Dans le sport, les nations qui veulent gagner ont compris une chose essentielle : on ne se prive jamais des meilleurs talents. En regardant cette Coupe du monde, je me suis rendu compte que de nombreuses sélections, qui hier encore tenaient à préserver une certaine homogénéité identitaire, alignent aujourd’hui des joueurs d’origines diverses, notamment d’origine africaine. La France en est l’exemple le plus emblématique. Ses plus grands succès récents ont été portés, entre autres, par des joueurs issus de l’immigration africaine. Le message est clair : lorsqu’il s’agit de gagner, les préjugés s’effacent devant le talent.

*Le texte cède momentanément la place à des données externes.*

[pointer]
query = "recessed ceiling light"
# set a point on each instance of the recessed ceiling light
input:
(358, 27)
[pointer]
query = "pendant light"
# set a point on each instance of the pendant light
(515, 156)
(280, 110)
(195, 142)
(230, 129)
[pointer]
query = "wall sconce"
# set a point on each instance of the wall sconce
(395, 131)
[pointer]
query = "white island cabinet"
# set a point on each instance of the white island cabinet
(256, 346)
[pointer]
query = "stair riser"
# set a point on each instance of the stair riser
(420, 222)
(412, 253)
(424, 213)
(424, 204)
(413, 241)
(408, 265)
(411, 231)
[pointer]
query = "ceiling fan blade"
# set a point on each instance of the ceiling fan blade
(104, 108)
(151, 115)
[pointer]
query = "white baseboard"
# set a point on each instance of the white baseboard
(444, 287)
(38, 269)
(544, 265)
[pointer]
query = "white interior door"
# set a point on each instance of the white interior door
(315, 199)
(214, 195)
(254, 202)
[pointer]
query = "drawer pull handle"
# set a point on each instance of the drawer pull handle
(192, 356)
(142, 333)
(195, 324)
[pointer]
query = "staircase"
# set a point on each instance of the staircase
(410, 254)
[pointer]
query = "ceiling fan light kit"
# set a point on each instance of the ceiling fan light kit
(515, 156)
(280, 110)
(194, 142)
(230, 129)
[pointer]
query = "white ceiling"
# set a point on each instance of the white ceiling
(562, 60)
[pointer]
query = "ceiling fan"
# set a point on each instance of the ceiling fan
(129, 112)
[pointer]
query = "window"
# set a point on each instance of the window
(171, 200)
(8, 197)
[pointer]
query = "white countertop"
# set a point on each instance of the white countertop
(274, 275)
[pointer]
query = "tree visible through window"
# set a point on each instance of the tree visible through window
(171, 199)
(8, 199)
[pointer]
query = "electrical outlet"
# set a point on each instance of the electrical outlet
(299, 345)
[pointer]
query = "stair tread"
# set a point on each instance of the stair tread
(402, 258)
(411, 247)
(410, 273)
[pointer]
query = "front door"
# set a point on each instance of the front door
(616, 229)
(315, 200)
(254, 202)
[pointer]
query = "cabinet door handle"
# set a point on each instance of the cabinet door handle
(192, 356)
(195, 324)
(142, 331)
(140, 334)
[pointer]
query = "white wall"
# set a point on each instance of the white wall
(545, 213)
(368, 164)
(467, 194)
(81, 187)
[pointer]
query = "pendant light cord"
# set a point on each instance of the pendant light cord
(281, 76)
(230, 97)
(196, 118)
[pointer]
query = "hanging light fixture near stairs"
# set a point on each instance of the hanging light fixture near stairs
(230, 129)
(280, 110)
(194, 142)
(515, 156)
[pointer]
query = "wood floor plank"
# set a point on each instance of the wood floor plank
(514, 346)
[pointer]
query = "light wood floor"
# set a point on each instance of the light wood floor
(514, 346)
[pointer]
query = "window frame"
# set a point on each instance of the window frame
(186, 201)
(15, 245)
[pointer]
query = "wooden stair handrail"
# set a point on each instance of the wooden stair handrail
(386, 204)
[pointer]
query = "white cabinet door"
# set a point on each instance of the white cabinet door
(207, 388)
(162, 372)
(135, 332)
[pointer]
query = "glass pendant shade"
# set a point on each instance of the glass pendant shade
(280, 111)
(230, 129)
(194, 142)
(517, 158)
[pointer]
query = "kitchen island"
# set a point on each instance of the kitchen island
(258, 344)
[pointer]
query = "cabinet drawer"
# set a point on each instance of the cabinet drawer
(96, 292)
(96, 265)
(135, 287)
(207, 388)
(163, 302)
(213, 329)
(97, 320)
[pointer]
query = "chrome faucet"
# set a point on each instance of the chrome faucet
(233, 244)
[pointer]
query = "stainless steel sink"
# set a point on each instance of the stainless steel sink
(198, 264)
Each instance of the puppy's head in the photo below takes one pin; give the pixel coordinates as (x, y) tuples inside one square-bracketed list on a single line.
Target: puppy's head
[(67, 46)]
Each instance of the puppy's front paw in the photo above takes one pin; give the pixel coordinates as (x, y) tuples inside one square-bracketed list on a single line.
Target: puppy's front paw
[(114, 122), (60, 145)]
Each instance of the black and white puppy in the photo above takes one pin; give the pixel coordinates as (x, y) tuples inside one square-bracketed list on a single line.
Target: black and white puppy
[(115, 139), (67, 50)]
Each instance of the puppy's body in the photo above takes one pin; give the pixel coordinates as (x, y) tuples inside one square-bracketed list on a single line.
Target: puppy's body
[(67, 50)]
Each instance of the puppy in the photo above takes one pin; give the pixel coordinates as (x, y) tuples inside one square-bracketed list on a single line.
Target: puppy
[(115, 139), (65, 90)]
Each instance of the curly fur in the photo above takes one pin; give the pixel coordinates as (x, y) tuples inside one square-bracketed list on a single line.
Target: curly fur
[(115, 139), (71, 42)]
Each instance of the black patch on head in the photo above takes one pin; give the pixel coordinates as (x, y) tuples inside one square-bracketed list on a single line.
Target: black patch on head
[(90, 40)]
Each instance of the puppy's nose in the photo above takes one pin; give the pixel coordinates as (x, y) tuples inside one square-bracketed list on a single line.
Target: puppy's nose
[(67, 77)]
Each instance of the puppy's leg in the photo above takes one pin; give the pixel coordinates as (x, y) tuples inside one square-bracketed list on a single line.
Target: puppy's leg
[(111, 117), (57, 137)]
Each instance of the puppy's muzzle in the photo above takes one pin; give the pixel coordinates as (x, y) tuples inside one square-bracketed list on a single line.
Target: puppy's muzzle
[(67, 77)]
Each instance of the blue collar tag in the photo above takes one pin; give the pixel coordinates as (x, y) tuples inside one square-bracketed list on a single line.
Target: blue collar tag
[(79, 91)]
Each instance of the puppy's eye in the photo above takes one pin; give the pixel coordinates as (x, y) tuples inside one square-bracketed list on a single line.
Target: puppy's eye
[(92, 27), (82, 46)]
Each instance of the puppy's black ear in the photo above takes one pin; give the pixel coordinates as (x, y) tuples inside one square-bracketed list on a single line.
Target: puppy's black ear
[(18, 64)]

Dans l’économie mondiale, la logique est similaire. Les grandes puissances savent que l’Afrique est un continent stratégique. Elles convoitent ses minerais, son pétrole, son bois, son manganèse, son uranium, son cobalt, son lithium, sa jeunesse et son immense potentiel humain. Depuis des décennies, elles construisent une partie de leur prospérité grâce aux richesses africaines, souvent avec la complicité de dirigeants africains.
Le constat est donc saisissant : beaucoup d’autres reconnaissent la valeur de l’Afrique et des Africains. Ils recherchent leurs talents lorsqu’il s’agit de remporter des trophées. Ils recherchent leurs ressources lorsqu’il s’agit de développer leurs économies. Ils savent ce que vaut l’Afrique.
Le drame est que celui qui doute encore de la valeur de l’Africain est souvent… l’Africain lui-même.
C’est pourquoi Malcolm X avait vu juste lorsqu’il déclarait : « Lorsque le Noir respectera le Noir, plus jamais personne ne nous dominera. »
Cette phrase ne parle ni de haine ni de supériorité. Elle parle de conscience. Elle parle de dignité. Elle parle de solidarité. Elle nous rappelle qu’aucun peuple ne peut être libre tant qu’il ne croit pas en sa propre valeur.
Le jour où l’Africain respectera l’Africain, défendra l’Africain, investira dans l’Africain et fera confiance au génie africain avec la même conviction que les autres savent utiliser ce génie lorsqu’il sert leurs intérêts, alors le rapport de force changera. Ce jour-là, l’Afrique cessera d’être le réservoir de richesses des autres pour devenir une puissance qui crée sa propre prospérité.
Le monde a déjà compris la valeur de l’Africain. Il est temps que l’Africain la comprenne lui-même.